Aunque no parece que le hayan servido para difundir su nombre entre el gran público, las exhibiciones de “Sleepwalkers” que se llevaron a cabo en el MoMA entre el 16 de enero y el 12 de febrero de 2007 marcaron un antes y un después en la carrera de Doug Aitken. No sólo le terminaron de situar en la primera línea mundial del arte contemporáneo, sino que supusieron la consecución práctica del las teorías que, a través de veintiséis entrevistas con artistas de la talla de Robert Altman, Richard Prince o Werner Herzog, expuso en su libro “Broken Screen: Expanding the Image, Breaking the Narrative” (“Pantalla rota: Expandir la imagen, quebrar la narrativa”, 2006), que ya está considerado por muchos como el primer verdadero manifiesto artístico del siglo XXI. “Sleepwalkers” es una instalación multimedia compuesta por siete proyecciones simultáneas sobre elementos arquitectónicos, condiciones que determinan sus dos principales características: resulta imposible aislarla del espacio circundante y, dependiendo de dónde esté situado y a qué pantalla dirija su atención en cada momento, cada espectador recibirá una versión distinta e incompleta de la obra ―tal y como nos ocurre en la vida real con todo lo que sucede a nuestro alrededor―.
Como puede suponerse, Doug Aitken es mucho más joven que la mayor parte de los artistas que suelen pasearse por estas líneas. Nació en 1968 ―nunca ha revelado la fecha exacta― en Redondo Beach: una especie de cruce entre ciudad dormitorio y sitio vacacional situado en el condado de Los Ángeles, California. Con 29 años ―esta vez no estamos hablando de un niño prodigio, desde luego― se graduó en Bellas Artes por el Art Center College of Design de Pasadena, una institución muy prestigiosa, pero más dedicada al diseño gráfico e industrial que a las artes plásticas. A la vez que iba acumulando trabajos fotográficos y escultóricos como aficionado, a principios de los años 90 comenzó a ganarse la vida realizando vídeos musicales para grupos y solistas de segunda fila, cuyos resultados muy pronto llamaron la atención de figuras más relevantes, como Gigolo Aunts, Fatboy Slim, Fun Lovin’ Criminals, Interpol, The Prodigy, Iggy Pop o ZZ Top. Con clientes como éstos, no le costó mucho alcanzar la suficiente tranquilidad económica como para empezar a experimentar con el videoarte y a diseñar instalaciones que solían ser adquiridas por galerías cada vez más importantes. En estas primeras obras multimedia ya se percibe esa obsesión imposible, tan frecuente en el arte y tan frustrante en el devenir cotidiano, por aprehender el tiempo y el espacio. El punto culminante de esta etapa de su carrera, en cierto modo todavía formativa, llegó en la Bienal de Venecia de 1999, cuando se alzó con el León de Oro por “Electric Earth”, una angustiosa y algo crispante videoinstalación de interiores en la que comienza a explorar las posibilidades de simultanear diversas pantallas.
Desde entonces, su estilo ha ido evolucionando hacia formatos tan amplios que ha tenido que abandonar las salas de los museos para proyectarse sobre sus fachadas.
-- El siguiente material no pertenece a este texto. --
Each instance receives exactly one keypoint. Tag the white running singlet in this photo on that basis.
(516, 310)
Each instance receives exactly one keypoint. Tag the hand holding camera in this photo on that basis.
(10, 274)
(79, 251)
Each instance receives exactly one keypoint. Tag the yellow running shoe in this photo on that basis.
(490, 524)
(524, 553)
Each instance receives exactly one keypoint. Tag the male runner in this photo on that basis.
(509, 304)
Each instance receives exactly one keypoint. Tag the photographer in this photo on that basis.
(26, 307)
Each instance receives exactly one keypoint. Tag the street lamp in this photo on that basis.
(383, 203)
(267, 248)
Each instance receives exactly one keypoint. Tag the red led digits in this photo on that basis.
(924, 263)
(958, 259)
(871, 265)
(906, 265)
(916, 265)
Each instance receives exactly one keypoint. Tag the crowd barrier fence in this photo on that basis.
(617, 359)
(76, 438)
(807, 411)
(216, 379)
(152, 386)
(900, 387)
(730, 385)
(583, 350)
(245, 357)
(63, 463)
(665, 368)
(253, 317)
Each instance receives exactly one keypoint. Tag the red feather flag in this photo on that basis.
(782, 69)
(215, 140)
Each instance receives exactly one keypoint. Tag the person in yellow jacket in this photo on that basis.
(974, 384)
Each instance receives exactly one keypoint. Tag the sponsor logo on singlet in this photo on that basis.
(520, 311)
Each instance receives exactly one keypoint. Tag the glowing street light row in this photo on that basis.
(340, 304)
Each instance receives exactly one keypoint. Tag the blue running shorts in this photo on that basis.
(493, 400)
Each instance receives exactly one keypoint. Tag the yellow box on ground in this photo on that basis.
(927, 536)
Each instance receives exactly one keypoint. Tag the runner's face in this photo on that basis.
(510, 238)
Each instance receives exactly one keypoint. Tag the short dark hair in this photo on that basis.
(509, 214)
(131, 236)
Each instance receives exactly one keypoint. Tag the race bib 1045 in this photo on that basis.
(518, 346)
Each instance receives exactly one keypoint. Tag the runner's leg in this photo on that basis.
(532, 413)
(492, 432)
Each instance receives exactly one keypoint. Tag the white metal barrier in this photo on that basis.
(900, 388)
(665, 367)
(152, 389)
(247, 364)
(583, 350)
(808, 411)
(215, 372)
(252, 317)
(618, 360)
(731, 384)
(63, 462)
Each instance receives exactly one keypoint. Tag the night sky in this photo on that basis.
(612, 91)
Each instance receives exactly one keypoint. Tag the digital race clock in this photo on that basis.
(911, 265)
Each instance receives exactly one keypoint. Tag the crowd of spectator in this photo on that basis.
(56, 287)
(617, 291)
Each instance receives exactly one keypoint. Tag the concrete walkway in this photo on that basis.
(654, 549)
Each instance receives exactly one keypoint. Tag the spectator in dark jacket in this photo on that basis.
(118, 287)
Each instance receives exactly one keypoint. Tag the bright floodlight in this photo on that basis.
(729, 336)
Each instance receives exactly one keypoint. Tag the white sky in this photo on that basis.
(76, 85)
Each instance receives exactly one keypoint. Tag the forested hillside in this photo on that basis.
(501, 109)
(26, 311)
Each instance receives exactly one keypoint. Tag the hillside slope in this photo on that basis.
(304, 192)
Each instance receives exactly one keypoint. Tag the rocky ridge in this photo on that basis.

En este aspecto, nadie ha profundizado tanto como él en el desarrollo del concepto de “imagen expandida” propuesto por Gene Youngblood a finales de los años 60, y en el que, con mayor o menor sustento, se basa la práctica totalidad del videoarte actual. Aunque abandonando por completo todo el emperifollo pseudopolítico en el que la envolvió su creador, Aitken también parte de la concepción estética de Youngblood para llevarla hasta lo que él mismo denomina “la destrucción de la narrativa lineal en las artes visuales”. No obstante, su expresión artística también se apoya en un segundo pilar al que no suele otorgar demasiada relevancia en sus declaraciones, pero que constituye uno de sus rasgos más personales y, sin duda, el que más le relaciona con la escultura contemporánea: la conquista del espacio circundante. Como podremos apreciar en el vídeo colgado al final de este artículo ―editado y difundido por el propio MoMA―, la única manera de exponer “Sleepwalkers” de una manera más o menos completa es integrando lo que sucede a su alrededor, que no es sino el movimiento habitual de la ciudad. De este modo, a pesar de que la filmación esté registrada en un soporte tangible, cada una de sus proyecciones deviene en una obra efímera independiente a medio camino entre la performance y el videoarte propiamente dicho. En las propias palabras del autor:
¿Qué significaría para una obra de arte estar en un estado de constante cambio y evolución? Significaría la imposibilidad de repetirse. Nunca veríamos una obra o la experimentaríamos de la misma manera. ¿Qué pasaría entonces si una obra creciese y evolucionase con su propio ciclo vital como si fuese un individuo? Es posible que podamos liberar al arte de la forma tan limitada en la que actualmente se ve.